Unrelenting hardships dominated life in Salem village in the 17th century. The inhabitants were undoubtedly affected by the British-French war, which erupted in the American colonies in 1689, and the hamlet was also recuperating from a smallpox outbreak. There was the village’s long-standing rivalry with the more prosperous Salem Town, as well as dread of being invaded by one of the surrounding Native American tribes.The Salem Witch Trials began in the spring of 1692, after the claims of a few local girls that they were possessed by demonic spirits. The number of women accused of witchcraft in Salem Village gradually climbed. The frenzy swiftly spread throughout colonial Massachusetts, and a special court would convene in Salem to hold hearings and conduct investigations. Bridget Bishop was the first “witch” found guilty, and she was executed in June of that year. After her execution, the judge assigned to the court, Nathaniel Saltonstall, resigned, and Judge Jonathan Corwin took his place.
During the year, 18 more victims suffered the same fate as Bridget Bishop, and 150 more persons were charged and imprisoned. As the year came to a close, public sentiment shifted overwhelmingly against the trials, but the damage had already been done.
The play concluded in May 1693, when the last victims were freed from jail. However, many individuals were already enraged by what had occurred. The Salem Witch Trials would leave an unpleasant and frightening legacy for decades.

All that remains now to remind us of this heinous tragedy is Judge Jonathan Corwin’s former home. His house is the only surviving structure in Salem that is directly involved with the witchcraft trials of 1692.
Corwin is said to have bought the house in 1674 when he was 24, and it was only half constructed at the time. He would dwell in this house for the next 40 years, and as a local civic officer and leader, he was called to participate in the special court’s investigations. Because Corwin was actively involved in the Salem Witch Trials, his home was given the moniker Witch House and is now a historic house museum in Salem. It is regarded as an excellent example of 17th-century architecture.

Judge Corwin’s ashes are interred at the neighboring Broad Street Cemetery. Following his death, the property remained in the Corwin family for the next two centuries.

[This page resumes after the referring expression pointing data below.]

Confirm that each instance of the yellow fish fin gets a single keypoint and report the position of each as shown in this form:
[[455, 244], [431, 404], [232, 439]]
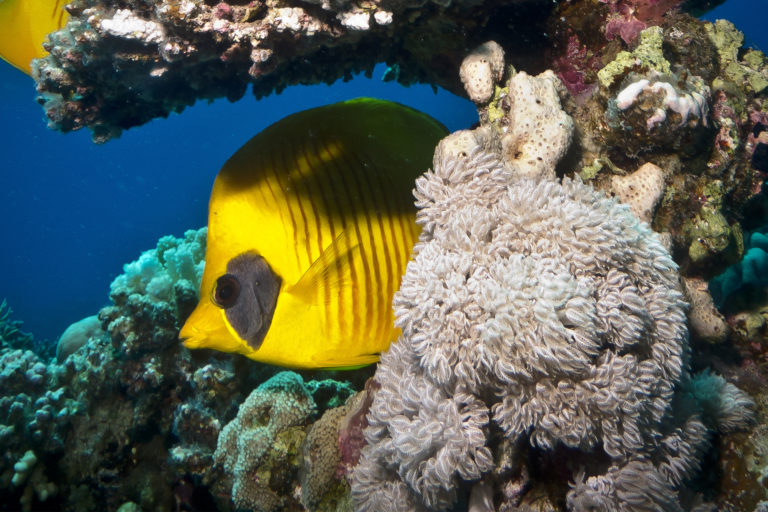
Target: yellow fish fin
[[332, 269], [25, 25]]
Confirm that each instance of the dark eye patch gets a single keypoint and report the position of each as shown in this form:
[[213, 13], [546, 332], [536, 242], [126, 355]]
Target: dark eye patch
[[249, 292], [227, 291]]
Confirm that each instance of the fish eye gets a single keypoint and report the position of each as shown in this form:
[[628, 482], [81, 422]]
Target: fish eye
[[227, 291]]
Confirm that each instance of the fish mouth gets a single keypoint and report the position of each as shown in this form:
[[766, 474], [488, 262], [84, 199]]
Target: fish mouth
[[190, 338]]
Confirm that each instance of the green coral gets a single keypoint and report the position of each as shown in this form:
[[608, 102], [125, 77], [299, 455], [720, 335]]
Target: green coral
[[709, 232], [261, 447], [752, 70], [648, 55]]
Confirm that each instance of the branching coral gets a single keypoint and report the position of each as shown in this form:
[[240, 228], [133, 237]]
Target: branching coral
[[260, 447]]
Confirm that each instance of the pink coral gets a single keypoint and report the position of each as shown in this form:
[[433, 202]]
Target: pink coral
[[572, 68], [629, 17]]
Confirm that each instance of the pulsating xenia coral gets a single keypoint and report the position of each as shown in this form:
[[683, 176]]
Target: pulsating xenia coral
[[540, 309]]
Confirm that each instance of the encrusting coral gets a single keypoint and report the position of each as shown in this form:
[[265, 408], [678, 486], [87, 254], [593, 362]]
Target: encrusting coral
[[537, 315]]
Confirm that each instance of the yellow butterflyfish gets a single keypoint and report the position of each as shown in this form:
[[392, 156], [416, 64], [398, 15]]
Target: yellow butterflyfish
[[310, 227], [25, 24]]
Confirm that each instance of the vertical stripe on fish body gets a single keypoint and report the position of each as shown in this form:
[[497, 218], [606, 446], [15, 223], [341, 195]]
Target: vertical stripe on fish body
[[325, 198]]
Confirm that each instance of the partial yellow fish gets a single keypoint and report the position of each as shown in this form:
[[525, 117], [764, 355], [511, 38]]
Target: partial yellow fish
[[310, 227], [24, 26]]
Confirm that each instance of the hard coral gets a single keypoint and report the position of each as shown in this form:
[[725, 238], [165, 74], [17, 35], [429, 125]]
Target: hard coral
[[260, 447]]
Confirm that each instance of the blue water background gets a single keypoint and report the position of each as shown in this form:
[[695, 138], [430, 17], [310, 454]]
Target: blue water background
[[72, 213]]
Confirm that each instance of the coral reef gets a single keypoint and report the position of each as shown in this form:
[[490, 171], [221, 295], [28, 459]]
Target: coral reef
[[171, 53], [263, 443], [131, 420], [12, 335], [538, 315], [664, 112], [77, 335]]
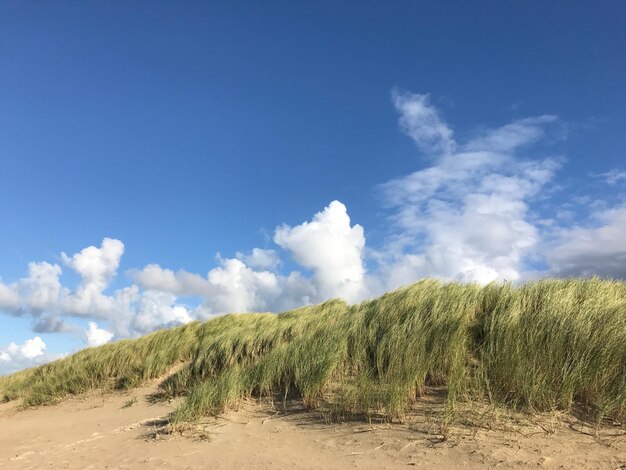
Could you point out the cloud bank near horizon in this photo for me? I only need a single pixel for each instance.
(470, 215)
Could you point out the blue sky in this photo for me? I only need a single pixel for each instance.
(166, 161)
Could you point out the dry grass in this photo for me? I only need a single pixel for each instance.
(546, 345)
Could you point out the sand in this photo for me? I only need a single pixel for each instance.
(98, 432)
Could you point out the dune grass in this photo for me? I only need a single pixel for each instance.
(545, 345)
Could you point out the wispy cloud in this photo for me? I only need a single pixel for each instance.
(468, 213)
(467, 216)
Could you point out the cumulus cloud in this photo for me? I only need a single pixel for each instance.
(30, 353)
(469, 214)
(97, 336)
(331, 248)
(260, 259)
(9, 298)
(422, 122)
(96, 267)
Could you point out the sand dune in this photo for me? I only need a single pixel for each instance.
(98, 432)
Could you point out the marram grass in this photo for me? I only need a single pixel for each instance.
(545, 345)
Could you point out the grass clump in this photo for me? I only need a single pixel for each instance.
(551, 344)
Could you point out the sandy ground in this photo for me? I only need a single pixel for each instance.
(98, 432)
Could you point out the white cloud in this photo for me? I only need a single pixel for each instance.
(42, 288)
(422, 122)
(157, 310)
(612, 177)
(96, 266)
(596, 248)
(9, 297)
(31, 352)
(332, 249)
(97, 336)
(466, 217)
(32, 348)
(260, 259)
(469, 216)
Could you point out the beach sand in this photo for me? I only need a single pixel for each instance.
(99, 432)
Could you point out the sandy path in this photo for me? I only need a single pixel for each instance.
(98, 433)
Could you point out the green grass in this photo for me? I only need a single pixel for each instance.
(546, 345)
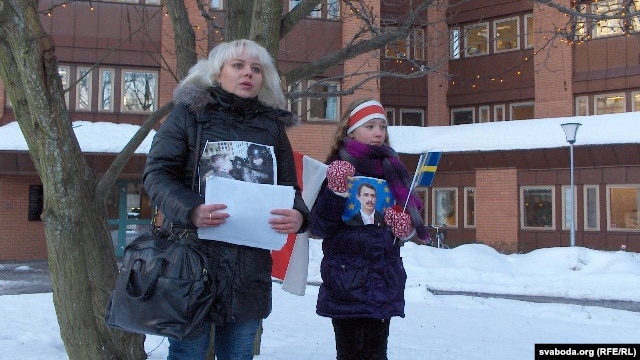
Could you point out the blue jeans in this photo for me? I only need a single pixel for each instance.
(233, 341)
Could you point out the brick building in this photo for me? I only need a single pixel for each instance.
(491, 61)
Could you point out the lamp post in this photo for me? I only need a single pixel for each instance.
(570, 130)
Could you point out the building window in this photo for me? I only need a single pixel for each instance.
(635, 101)
(333, 9)
(106, 90)
(64, 71)
(454, 43)
(411, 117)
(469, 207)
(498, 112)
(315, 13)
(216, 4)
(609, 104)
(83, 89)
(591, 207)
(477, 39)
(445, 206)
(582, 106)
(528, 31)
(324, 108)
(569, 208)
(139, 90)
(506, 33)
(391, 116)
(397, 50)
(522, 111)
(607, 27)
(483, 114)
(462, 116)
(623, 202)
(536, 207)
(295, 104)
(417, 44)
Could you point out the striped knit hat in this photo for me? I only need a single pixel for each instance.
(364, 112)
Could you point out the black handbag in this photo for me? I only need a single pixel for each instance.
(162, 287)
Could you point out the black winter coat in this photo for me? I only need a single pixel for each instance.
(241, 275)
(362, 271)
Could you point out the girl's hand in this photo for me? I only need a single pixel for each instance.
(205, 215)
(288, 221)
(337, 174)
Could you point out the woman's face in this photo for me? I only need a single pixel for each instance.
(373, 132)
(241, 76)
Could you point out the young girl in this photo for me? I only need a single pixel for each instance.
(363, 277)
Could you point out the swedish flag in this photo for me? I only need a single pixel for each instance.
(427, 167)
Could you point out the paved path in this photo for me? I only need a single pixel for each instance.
(33, 277)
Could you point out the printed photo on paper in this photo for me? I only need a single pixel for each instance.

The actual date of construction of the home is unknown. Some Victorian academics believe the house was built between 1620 and 1630. They also stated that Roger Williams, the founder of the Rhode Island colony, lived in the area during the 1630s. However, according to Corwin’s family documents, the home was not completed until 1642.

During the height of the controversy, it was rumored that Judge Corwin might conduct interrogations or trials within the residence. However, there are no papers indicating that any of the accused discussed coming to Corwin’s residence for a hearing. It is also doubtful that Corwin would have permitted court procedures to take place on his own land. The proceedings were most likely held elsewhere, possibly in the village’s Old Meeting House or at Ingersoll’s Tavern.

The Witch House was under fear of demolition in 1944 because a nearby roadway needed to be extended. This inspired a group of volunteers to completely repair the Salem site. They were able to generate $42,500 for the repair work.